Somewhere downstairs a washing machine rattled to life, must be from the little room, off the kitchen, the one her mother called the mud room, where a table, covered with detergent granules and single socks, stood across from the Maytags. There was a shopping bag overflowing with puffs of blue dryer lint and a freezer filled with frozen hamburger meat. Her mother had put in a late load and she tried to separate the sound of the engine from the thumping cadence of wet clothes. She was lying in her bedroom half asleep, listening to the rotating water downstairs and to the music box on her nightstand, watching the ballerina twirl around slowly. She called her Elena, a name she thought Russian and sophisticated. The dancer was the size of her pinkie, with a tiny brown bun, pink toe shoes, and a little satin skirt that covered the top of her white legs. Her stuffed animals, that napped all day on the yellow gingham pillow, were displaced now, strewn into the alley-way between her bed and the wall. Each one had a name, a personality all its own, but in the dark it was only their eyes, toxic green or red, that shone up at her and made each seem like tiny sinister strangers.

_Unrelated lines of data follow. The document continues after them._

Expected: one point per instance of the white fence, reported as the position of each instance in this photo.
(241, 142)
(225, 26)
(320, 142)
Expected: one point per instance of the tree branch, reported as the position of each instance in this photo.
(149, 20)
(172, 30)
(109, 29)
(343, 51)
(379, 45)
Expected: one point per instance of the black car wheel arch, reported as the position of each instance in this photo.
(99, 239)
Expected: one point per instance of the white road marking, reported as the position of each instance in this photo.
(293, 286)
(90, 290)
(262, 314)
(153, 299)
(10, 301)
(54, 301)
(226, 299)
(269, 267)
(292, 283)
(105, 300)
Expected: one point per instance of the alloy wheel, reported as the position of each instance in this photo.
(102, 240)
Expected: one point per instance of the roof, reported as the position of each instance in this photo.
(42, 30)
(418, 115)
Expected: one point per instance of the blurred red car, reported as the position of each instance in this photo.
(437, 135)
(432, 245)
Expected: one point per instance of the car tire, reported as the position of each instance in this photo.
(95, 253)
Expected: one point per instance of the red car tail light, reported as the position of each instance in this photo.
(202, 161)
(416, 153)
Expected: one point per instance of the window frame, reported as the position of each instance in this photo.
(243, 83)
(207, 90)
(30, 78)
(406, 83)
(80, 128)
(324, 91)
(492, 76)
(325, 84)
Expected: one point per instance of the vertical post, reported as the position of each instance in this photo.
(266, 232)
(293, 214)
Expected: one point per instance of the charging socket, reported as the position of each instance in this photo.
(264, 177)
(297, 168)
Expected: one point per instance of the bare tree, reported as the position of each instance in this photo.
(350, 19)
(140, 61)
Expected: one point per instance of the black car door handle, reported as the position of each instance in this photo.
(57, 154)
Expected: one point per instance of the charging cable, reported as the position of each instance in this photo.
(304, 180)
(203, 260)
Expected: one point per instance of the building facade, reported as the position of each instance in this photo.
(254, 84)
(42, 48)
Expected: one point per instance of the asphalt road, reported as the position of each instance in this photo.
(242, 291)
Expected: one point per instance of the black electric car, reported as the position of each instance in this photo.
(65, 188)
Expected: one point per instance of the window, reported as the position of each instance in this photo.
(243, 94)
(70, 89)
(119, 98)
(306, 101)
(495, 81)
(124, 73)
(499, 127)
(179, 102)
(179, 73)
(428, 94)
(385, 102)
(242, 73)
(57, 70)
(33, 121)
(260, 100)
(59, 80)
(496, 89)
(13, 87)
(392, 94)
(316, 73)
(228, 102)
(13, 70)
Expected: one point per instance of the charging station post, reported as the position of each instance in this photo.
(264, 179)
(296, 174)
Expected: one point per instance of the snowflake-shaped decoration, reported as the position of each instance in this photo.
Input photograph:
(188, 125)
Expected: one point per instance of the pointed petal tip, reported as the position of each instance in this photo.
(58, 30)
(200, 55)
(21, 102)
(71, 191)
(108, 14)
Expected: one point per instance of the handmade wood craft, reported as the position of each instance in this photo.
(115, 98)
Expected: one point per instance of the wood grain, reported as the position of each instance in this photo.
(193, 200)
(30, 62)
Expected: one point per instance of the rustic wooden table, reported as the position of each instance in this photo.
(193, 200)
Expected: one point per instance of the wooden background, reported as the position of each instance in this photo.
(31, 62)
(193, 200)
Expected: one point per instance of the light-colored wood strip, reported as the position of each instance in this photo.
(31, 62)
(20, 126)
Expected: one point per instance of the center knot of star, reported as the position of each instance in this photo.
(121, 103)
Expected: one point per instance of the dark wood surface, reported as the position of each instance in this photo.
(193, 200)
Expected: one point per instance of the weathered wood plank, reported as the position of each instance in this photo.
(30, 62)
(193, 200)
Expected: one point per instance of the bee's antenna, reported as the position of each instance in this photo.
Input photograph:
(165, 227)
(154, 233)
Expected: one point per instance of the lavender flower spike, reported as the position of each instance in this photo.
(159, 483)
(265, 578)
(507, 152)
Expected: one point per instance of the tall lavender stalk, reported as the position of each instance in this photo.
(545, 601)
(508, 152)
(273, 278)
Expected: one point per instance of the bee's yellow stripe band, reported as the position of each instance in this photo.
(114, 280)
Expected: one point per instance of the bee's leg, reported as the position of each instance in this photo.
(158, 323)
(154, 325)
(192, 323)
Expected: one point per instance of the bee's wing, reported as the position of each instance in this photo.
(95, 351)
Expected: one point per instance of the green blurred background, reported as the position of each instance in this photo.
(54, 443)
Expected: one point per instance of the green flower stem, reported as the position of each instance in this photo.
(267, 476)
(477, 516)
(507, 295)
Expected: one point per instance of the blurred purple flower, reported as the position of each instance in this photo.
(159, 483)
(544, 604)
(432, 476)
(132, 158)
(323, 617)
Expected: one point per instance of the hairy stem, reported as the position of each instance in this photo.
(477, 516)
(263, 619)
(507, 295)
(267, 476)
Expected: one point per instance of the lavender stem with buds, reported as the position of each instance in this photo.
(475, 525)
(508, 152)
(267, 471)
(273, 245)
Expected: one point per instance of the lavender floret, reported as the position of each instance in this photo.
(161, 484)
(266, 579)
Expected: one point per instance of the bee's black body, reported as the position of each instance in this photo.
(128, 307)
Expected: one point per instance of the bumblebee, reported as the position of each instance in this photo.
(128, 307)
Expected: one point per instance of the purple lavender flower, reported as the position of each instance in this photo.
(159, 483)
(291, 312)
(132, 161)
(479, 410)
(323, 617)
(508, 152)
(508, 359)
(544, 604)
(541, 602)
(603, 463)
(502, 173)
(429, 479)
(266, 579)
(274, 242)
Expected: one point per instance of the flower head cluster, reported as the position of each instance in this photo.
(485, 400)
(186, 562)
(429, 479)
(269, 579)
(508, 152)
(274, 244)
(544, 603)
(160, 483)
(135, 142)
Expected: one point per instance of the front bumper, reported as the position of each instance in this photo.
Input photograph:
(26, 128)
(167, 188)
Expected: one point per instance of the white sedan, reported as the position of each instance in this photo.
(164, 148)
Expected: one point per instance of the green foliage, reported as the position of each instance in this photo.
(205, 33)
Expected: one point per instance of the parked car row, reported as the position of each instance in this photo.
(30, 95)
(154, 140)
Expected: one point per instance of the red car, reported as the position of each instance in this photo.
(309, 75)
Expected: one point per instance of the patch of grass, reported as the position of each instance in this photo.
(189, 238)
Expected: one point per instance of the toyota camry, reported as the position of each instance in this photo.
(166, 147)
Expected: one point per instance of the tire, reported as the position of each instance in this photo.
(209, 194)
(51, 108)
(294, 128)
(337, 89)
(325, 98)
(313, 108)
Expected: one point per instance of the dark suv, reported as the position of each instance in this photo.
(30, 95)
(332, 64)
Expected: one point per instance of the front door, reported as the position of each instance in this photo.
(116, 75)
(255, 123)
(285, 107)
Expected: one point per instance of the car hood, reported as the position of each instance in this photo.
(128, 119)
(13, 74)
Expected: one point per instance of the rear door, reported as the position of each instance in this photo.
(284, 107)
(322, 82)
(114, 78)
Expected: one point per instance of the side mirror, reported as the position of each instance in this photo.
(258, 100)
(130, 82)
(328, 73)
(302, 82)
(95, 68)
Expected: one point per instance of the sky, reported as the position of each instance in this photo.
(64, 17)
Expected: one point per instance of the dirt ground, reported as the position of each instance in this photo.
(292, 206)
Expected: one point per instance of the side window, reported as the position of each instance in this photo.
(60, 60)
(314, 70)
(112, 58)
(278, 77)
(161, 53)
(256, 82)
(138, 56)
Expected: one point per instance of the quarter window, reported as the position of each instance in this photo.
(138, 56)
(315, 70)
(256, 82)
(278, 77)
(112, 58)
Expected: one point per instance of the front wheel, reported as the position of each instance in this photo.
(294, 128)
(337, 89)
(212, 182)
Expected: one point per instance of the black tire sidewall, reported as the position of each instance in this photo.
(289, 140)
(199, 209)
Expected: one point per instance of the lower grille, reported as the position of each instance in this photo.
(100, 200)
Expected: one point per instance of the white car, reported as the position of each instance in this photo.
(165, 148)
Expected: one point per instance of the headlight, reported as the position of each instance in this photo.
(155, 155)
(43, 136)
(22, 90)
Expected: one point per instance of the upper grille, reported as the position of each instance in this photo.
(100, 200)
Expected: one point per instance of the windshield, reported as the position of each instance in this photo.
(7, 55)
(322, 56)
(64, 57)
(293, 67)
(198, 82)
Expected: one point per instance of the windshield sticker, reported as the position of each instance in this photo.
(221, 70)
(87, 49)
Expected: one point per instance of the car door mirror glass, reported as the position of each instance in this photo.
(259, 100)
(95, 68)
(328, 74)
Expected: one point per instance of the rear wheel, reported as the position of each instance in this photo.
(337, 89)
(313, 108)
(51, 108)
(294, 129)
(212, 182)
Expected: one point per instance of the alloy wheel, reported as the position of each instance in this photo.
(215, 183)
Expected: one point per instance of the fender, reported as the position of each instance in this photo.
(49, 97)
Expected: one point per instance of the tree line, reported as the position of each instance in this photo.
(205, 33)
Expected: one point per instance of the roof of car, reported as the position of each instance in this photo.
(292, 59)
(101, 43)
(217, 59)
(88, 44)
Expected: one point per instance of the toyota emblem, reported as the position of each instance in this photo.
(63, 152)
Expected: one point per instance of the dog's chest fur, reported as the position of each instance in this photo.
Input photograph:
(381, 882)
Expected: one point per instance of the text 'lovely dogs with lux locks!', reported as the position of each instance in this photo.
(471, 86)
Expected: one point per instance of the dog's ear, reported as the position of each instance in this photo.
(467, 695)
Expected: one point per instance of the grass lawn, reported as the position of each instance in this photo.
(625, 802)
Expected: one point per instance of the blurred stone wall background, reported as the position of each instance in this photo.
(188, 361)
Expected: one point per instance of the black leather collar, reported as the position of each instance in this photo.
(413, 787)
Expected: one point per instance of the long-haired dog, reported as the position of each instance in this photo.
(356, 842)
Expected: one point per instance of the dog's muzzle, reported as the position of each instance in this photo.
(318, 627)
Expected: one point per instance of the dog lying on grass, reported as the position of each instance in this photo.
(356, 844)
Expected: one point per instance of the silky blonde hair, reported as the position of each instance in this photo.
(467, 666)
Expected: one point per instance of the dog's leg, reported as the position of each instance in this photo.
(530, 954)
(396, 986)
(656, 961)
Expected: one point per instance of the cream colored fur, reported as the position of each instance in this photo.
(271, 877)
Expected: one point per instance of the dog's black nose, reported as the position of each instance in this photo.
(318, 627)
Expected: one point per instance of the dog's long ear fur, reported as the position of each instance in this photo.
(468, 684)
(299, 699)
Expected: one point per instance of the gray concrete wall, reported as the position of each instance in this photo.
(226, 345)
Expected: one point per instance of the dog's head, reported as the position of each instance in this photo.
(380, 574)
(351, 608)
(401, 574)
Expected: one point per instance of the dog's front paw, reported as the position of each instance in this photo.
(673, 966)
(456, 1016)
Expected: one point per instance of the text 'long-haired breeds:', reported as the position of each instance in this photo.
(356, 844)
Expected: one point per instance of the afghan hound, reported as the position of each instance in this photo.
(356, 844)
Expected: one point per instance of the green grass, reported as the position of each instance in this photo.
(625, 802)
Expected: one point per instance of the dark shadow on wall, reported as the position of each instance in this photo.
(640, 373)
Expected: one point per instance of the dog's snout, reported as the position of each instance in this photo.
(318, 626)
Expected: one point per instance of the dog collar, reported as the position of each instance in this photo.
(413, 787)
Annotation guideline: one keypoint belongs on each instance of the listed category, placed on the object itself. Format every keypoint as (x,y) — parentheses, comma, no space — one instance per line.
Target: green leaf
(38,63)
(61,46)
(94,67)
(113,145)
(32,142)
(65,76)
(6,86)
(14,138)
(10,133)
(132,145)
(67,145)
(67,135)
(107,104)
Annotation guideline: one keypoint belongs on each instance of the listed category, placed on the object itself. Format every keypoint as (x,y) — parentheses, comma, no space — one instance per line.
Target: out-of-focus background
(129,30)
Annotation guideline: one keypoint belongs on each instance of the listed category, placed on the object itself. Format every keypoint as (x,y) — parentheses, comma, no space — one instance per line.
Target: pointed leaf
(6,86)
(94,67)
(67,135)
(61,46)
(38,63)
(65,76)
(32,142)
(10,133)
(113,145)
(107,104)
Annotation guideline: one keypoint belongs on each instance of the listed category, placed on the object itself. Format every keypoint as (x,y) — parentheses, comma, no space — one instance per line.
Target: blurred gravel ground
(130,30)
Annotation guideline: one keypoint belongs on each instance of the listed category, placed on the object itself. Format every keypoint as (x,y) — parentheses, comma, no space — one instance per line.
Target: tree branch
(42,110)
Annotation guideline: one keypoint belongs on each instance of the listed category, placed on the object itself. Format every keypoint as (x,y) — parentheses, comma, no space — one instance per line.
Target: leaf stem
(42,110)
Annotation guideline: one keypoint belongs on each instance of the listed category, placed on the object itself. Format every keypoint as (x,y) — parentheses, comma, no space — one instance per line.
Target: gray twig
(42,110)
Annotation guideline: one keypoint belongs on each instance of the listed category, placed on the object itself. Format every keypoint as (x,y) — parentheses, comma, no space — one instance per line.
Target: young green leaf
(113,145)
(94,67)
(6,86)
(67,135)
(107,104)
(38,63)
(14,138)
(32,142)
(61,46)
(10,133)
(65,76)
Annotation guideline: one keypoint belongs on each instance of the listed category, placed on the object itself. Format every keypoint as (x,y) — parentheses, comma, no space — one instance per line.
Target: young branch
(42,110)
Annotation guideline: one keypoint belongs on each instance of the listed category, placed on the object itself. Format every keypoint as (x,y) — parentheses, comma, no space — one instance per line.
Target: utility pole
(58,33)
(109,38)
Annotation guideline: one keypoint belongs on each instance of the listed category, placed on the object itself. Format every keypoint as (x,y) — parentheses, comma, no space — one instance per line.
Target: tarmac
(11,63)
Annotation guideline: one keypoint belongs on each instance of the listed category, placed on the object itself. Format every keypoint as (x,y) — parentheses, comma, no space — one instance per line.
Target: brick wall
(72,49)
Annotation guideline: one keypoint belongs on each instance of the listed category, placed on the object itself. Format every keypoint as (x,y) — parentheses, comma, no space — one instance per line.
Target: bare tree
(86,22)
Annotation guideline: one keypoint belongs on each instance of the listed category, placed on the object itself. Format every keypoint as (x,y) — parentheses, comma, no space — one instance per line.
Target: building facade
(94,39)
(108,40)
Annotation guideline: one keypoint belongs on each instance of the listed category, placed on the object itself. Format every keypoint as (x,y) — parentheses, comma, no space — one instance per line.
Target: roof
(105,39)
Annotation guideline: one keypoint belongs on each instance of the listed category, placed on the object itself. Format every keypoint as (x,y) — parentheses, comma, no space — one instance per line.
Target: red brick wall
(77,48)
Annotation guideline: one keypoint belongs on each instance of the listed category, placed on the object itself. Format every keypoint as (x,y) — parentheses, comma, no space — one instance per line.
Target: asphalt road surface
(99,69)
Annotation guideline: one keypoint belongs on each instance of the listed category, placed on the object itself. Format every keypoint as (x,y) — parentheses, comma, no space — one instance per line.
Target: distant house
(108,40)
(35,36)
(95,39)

She felt the blueprint of her house around her, a phantom sensation, hard to throw off because she wasn't in her own bedroom, but held hostage in this room with its wood-paneled walls, brown boxes stacked in one corner and a colonial chair. This room could be anywhere, maybe in one of the Main Street mansions downtown. She'd always thought of them, white or butter-colored with round turrets and generous front porches, as somewhat ominous. Most had turned into boardinghouses, the big rooms cheaply remodeled into drywall apartments, where dazed-looking people in sleeveless T-shirts and cheap vinyl shoes sat all day long looking out the window. Or maybe it was one of those ratty condominiums out by the airport. A boy at school told her prostitutes and drug dealers lived there. Once she heard the big globular sound of a water cooler and figured she was being held in one of the half-empty glass office buildings along the highway. Other times she thought she'd been pulled through a portal into another dimension, that this room was underground, that the man with the white beard was the devil and this her particular hell.